Thursday, 21 July 2011

Newgrange


I stand in front of Newgrange, the massive circular mound of earth that is flanked with stone walls all the way around.  I imagine the Neolithic people who built the structure some 5,000 years ago.  What spiritual or political figure might have dedicated the monument when it was completed.  I am transported, back in time, a spectator in the ceremony.

“Welcome my brothers and sisters!  This morning the final stone has been laid, and our monument to the spirit world has been completed.  Each of you have put your blood and sweat into the construction of our shrine.  Some of you have inherited this task that your fathers started, and others have died before they finished what they began.  It is my great honor, bestowed on me by the great gods of the stars, to honor the cycle of everywhen which we all take part. 

The stones that form the foundation for our great monument come from the mountains to the north.  Like the strong base of the mountains, these stones form a base for our structure.  The mountains reach up into the cosmos, where souls of our great shamans live among gods which rule the processes of earth.  Our monument sits atop the substance of the mountains so that the souls that pass through it may be transcended into the cosmos.  The round stones are from the river that passes between us and the Boyne.  The goddess of water shapes these rocks with her mighty torrents.  We honor her as the lifeblood that feeds our crops and ourselves.  Through water, all life is shaped, and through rock all life is formed.  The spirit of these two forces enclose the tomb inside. 

The stone laid in front of the entrance has the everywhen cycle inscribed on it.  These interwoven cycles represent the cycles of life, death and rebirth.  Together, they create everywhen, a continuous cycle with no conceivable beginning or end.  It comprises time and space into one energy, and nothing (not even the gods) is free from it.  Inside the tomb we honor death, but we also honor life and rebirth.  At the winter solstice, a time that marks the death of the harvest and the rebirth of a new year and crop, the great star will shine inside the tomb and illuminate it.  The energy will lift the spirits inside into the cosmos, to join our great spirits of the stars.  This, of course, is reserved for only the greatest of our shamans, so they’re spiritual journey may continue onward from this world.  The younger souls will continue their journey on this place, dying within this cycle like our crop, replenishing our land and being rebirthed in a new age so that one day they may also transcend to the cosmos to continue their spiritual journey. 

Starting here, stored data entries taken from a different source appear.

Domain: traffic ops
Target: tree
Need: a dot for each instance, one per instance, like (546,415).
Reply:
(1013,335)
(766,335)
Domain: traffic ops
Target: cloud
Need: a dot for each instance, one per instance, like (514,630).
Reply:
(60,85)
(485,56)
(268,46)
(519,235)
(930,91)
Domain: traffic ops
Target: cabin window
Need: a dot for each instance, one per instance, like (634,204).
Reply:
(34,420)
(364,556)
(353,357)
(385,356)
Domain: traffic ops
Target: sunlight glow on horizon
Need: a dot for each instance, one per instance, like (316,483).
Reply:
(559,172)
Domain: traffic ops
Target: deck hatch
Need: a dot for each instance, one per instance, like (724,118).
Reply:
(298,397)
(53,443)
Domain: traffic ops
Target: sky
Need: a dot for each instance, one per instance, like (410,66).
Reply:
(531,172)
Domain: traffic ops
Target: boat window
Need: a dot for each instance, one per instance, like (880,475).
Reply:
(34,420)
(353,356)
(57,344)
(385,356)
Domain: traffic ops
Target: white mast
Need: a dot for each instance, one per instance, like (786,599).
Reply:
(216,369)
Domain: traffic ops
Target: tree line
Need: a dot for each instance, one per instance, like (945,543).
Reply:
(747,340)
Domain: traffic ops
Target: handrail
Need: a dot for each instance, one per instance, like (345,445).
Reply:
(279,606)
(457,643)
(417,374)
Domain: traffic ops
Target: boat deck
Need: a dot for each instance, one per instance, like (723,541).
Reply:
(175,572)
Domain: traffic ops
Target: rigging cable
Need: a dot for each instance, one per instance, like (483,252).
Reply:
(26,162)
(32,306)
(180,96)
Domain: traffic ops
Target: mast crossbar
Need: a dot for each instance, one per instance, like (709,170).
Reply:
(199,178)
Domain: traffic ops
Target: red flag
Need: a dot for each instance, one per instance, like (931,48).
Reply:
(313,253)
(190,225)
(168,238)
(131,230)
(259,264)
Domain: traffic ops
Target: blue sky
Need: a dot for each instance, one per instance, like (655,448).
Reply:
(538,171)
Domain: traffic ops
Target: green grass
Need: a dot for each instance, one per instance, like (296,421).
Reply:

I now will also continue my journey into the cosmos, as I sacrifice myself to our new monument, Newgrange.  May you all feast well tonight in celebration of our new achievement.  Let Newgrange persist for millennia, to serve as a humble reminder to future ages of the great scale of everywhen.  Let us not forget that the interwoven lattice of everywhen connects us all, and when one may feel lost they need do nothing else but look inside, for within each of us we are connected to all that is around us.  To Newgrange!”

The entrance to Newgrange in 1905, before any major excavation.